[Bug 272706] procstat(1): procstat vm in jails shows host paths of binaries and shared libraries from outside prison
Date: Tue, 25 Jul 2023 01:47:30 UTC
https://bugs.freebsd.org/bugzilla/show_bug.cgi?id=272706
Bug ID: 272706
Summary: procstat(1): procstat vm in jails shows host paths of
binaries and shared libraries from outside prison
Product: Base System
Version: 13.2-STABLE
Hardware: Any
OS: Any
Status: New
Severity: Affects Many People
Priority: ---
Component: kern
Assignee: bugs@FreeBSD.org
Reporter: elizabeth.jennifer.myers@gmail.com
procstat(1)'s vm subcommand in jails shows host paths of shared libraries and
binaries from outside the prison (example below).
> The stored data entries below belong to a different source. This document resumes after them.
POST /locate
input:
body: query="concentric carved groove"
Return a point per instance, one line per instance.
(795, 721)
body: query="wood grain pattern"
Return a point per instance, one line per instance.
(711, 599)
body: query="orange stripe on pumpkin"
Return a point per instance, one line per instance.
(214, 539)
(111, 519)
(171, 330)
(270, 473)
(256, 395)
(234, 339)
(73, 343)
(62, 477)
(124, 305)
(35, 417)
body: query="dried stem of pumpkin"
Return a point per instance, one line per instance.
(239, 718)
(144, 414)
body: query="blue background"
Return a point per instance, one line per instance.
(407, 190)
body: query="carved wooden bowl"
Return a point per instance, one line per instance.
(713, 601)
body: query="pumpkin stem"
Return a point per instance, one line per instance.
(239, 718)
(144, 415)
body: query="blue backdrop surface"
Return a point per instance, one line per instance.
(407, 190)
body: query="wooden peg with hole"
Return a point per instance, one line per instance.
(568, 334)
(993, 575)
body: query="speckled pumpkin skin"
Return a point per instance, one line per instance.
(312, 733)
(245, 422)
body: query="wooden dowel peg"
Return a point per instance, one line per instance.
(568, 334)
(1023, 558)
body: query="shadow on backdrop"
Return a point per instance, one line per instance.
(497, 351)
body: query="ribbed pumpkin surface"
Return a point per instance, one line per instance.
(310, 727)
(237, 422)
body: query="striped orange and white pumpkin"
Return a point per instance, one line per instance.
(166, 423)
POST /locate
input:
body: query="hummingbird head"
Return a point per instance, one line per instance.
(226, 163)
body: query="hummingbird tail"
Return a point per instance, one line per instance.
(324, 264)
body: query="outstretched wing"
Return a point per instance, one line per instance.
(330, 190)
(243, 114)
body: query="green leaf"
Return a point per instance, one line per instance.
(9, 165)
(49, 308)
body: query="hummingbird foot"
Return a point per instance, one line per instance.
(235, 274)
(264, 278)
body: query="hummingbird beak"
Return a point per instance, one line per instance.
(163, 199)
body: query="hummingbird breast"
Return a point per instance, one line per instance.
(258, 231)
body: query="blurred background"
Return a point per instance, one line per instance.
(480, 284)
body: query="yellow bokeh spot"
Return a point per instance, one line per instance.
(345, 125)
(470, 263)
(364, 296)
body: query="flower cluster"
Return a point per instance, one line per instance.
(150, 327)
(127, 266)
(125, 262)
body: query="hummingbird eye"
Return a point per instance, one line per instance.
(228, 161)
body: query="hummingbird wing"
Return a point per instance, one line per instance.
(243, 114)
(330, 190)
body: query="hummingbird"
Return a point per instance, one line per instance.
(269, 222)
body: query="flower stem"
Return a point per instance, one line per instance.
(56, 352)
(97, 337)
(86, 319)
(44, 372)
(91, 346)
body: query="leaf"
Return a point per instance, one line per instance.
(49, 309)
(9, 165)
I am selecting the kernel component, because I suspect this is an issue in the
kernel, rather than the procstat vm command. I could be wrong, though.
It is extremely unlikely that this can be used for a meaningful exploit, but is
more of an aesthetic issue.
It is worth noting only root in the jail can execute this subcommand.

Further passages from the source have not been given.